Se réjouir de souffrir ? On pourrait penser que cette parole est exceptionnelle, sauf qu’on la retrouve dans l’introduction de l’épître de Jacques : Mes frères, considérez comme un sujet de joie complète les diverses épreuves que vous pouvez rencontrer (Jc 1.2), chez Paul : Nous mettons notre fierté dans les détresses (Rm 5.3) et dans les béatitudes de l’évangile de Matthieu : Heureux êtes-vous lorsqu’on vous insulte, qu’on vous persécute et qu’on répand faussement sur vous toutes sortes de méchancetés, à cause de
moi. Réjouissez-vous et soyez transportés d’allégresse (Mt 5.11-12).

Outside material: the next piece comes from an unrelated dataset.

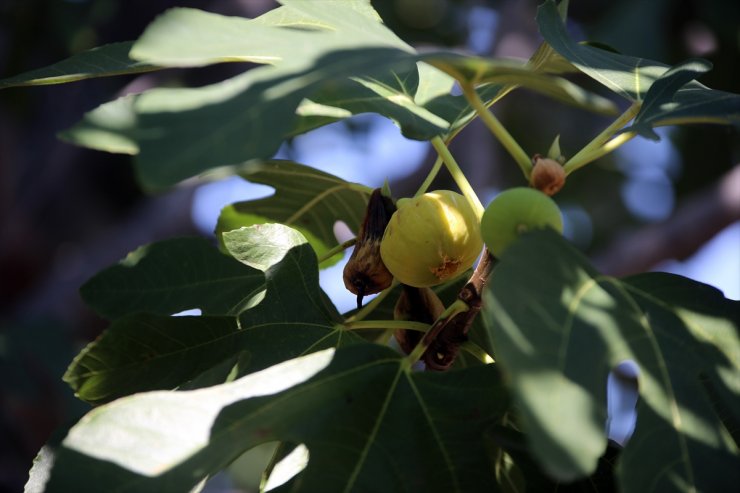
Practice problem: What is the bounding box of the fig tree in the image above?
[380,190,483,288]
[481,187,563,257]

Le thème est suffisamment récurrent pour ne pas y voir un enseignement fondamental du Nouveau Testament. Comment le comprendre ? La Bible n’enseigne pas le masochisme qui consiste à trouver du plaisir dans la douleur et l’humiliation, la Bible met en premier la fidélité à l’évangile et au Christ : la non-violence radicale, le non-jugement radical, la bienveillance radicale, l’honnêteté radicale… et elle ne dit pas que cette fidélité conduit à une vie paisible, elle peut conduire à des épreuves et des oppositions. Dans ces cas-là, il ne faut pas se laisser abattre par les épreuves mais les vivre dans une plus
grande communion au Christ qui, lui aussi, a connu l’épreuve et la souffrance.
Quel est le lien avec le passage de l’Évangile ? – Jésus prie pour ses disciples
Lorsque Jésus se prépare à mourir, il sait qu’il laisse ses disciples dans un monde hostile et qu’à son image, ils connaîtront les épreuves et la persécution, alors avant d’entrer dans sa passion, il lui reste une chose à faire : prier pour ses disciples.
Il dit de ses disciples qu’eux sont dans le monde. Le monde dans l’évangile de Jean, c’est le monde hostile, celui qui n’a pas reçu la lumière (Jn 1.10-11). Il ajoute qu’il est glorifié en eux. Dans la Bible, la gloire d’une personne, c’est son être profond. Aujourd’hui, dans le monde, Jésus est présent par ses disciples, particulièrement lorsque ces derniers sont dans l’épreuve et la persécution.